Description
This alert is triggered when no clock synchronization service (Chrony or NTP) is available on the server managed by OceanBase Cloud Platform (OCP).
Principle
The following table describes the key parameters that are involved in the monitoring and alerting logic.
| Parameter | Value |
|---|---|
| Metric | host_ntp_service_exist |
| Source | unknow pgrep chronyd # Check whether the Chrony service is available. pgrep ntpd # Check whether the NTP service is available. |
| Collected metric | ntp_service_exist |
| Metric expression | max(ntp_service_exist{app="HOST",@LABELS}) by (@GBLABELS) |
| Collection cycle | 1 second |
Note
The metric source of this alert is special. The OCP-Agent runs the commands in the preceding table to check the clock synchronization service of the local server. By default, the Chrony service is used. Therefore, OCP-Agent runs the pgrep chronyd command first.
The value of the metric host_ntp_service_exist indicates the availability of the clock synchronization service. The value 1 indicates that the service is available. When the value is 0, this alert is triggered.
Alert rule
| Metric | Default threshold | Duration | Detection cycle | Time before clearance |
|---|---|---|---|---|
| host_ntp_service_exist | 0 | 0 | 60 seconds | 5 minutes |
Alert information
| Trigger method | Alert level | Scope |
|---|---|---|
| Metric expression | Critical | Server |
Alert templates
Overview: ${alarm_target} ${alarm_name}
Details: ${alarm_target} ${alarm_name}. No clock synchronization service (NTP or Chrony) is available on the server.
Overview example: svr_ip=192.168.0.1. No clock synchronization service is available on the server.
Details example: svr_ip=192.168.0.1. No clock synchronization service is available on the server. No clock synchronization service (NTP or Chrony) is available on the server.
${alarm_target} indicates the object that generated the alert, in the svr_ip=xx.xx.xx.xx format.
Impact on the system
After the cluster runs for some time, the server clock inconsistency may occur. This may cause the OceanBase cluster to become unavailable.
Possible causes
No clock synchronization service (Chrony or NTP) is installed on the server.
The clock synchronization process (chronyd or ntpd) on the server exits unexpectedly.
Suggested solutions
Run the following command to check whether a clock synchronization service (Chrony or NTP) is installed on the server.
rpm -qa|grep chrony # Check whether the Chrony service is installed. rpm -qa|grep ntp # Check whether the NTP service is installed.If version information is returned, the service has been installed. Proceed to Step 2.
If no response is returned, the service is not installed. If neither Chrony nor NTP is installed, install a clock synchronization service first.
For more information about the installation and configuration of the Chrony and NTP services, see examples shared on the Internet. Brief introduction to the installation and configuration of the Chrony and NTP services:
Run the following command to install a clock synchronization service (Chrony or NTP).

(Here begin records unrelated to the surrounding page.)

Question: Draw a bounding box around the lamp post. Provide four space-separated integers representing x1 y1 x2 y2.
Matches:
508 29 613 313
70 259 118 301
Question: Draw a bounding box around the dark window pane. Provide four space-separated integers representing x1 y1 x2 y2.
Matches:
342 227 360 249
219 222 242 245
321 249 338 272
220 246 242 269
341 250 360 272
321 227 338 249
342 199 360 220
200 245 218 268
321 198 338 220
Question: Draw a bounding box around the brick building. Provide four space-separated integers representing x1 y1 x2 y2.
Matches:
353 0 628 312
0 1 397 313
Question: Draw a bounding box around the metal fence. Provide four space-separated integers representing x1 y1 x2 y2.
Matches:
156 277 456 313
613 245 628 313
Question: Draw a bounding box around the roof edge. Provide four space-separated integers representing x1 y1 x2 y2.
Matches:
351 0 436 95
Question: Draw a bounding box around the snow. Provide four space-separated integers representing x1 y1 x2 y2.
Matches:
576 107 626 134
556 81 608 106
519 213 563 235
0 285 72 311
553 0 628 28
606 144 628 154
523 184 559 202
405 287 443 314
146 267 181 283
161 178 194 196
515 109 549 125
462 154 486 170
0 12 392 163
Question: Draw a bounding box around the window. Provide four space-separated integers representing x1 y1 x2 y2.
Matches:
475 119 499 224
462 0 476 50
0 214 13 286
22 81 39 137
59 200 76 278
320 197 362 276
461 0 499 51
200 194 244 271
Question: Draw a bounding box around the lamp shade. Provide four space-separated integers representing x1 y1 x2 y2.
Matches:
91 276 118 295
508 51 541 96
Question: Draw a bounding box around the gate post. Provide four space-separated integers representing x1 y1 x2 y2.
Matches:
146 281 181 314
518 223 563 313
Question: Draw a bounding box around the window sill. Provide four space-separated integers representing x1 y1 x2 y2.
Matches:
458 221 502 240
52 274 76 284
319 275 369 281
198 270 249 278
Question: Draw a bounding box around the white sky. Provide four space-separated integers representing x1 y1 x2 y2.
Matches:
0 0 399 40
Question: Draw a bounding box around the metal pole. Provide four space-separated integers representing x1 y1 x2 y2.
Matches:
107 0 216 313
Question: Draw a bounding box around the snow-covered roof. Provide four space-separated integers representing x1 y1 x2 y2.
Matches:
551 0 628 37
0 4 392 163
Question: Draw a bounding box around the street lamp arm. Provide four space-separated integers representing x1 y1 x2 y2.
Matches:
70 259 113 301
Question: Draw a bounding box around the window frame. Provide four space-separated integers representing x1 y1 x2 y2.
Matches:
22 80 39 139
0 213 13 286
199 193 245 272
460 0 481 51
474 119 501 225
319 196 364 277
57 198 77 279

yum install -y chrony # Install the Chrony service. yum install -y ntp # Install the NTP service.Run the following command to start the clock synchronization service.
systemctl start chronyd # Start the Chrony service. systemctl start ntpd # Start the NTP service.Manually clear the alert and check whether it recurs. If the alert recurs, proceed to Step 3.
Run the following command to check whether the clock synchronization process (chronyd or ntpd) has exited unexpectedly.
systemctl status chronyd # Check the status of the Chrony service. systemctl status ntpd # Check the status of the NTP service.If the value of the Active parameter in the response is active (running), proceed to Step 3.
If the value of the Active parameter in the response is inactive (dead), the clock synchronization service fails. Run the following command to restart the service.
systemctl restart chronyd # Restart the Chrony service. systemctl restart ntpd # Restart the NTP service.After the service is restarted, manually clear the alert and check whether it recurs. If the alert recurs, go to Step 3.
In other cases, contact Technical Support to locate the issue.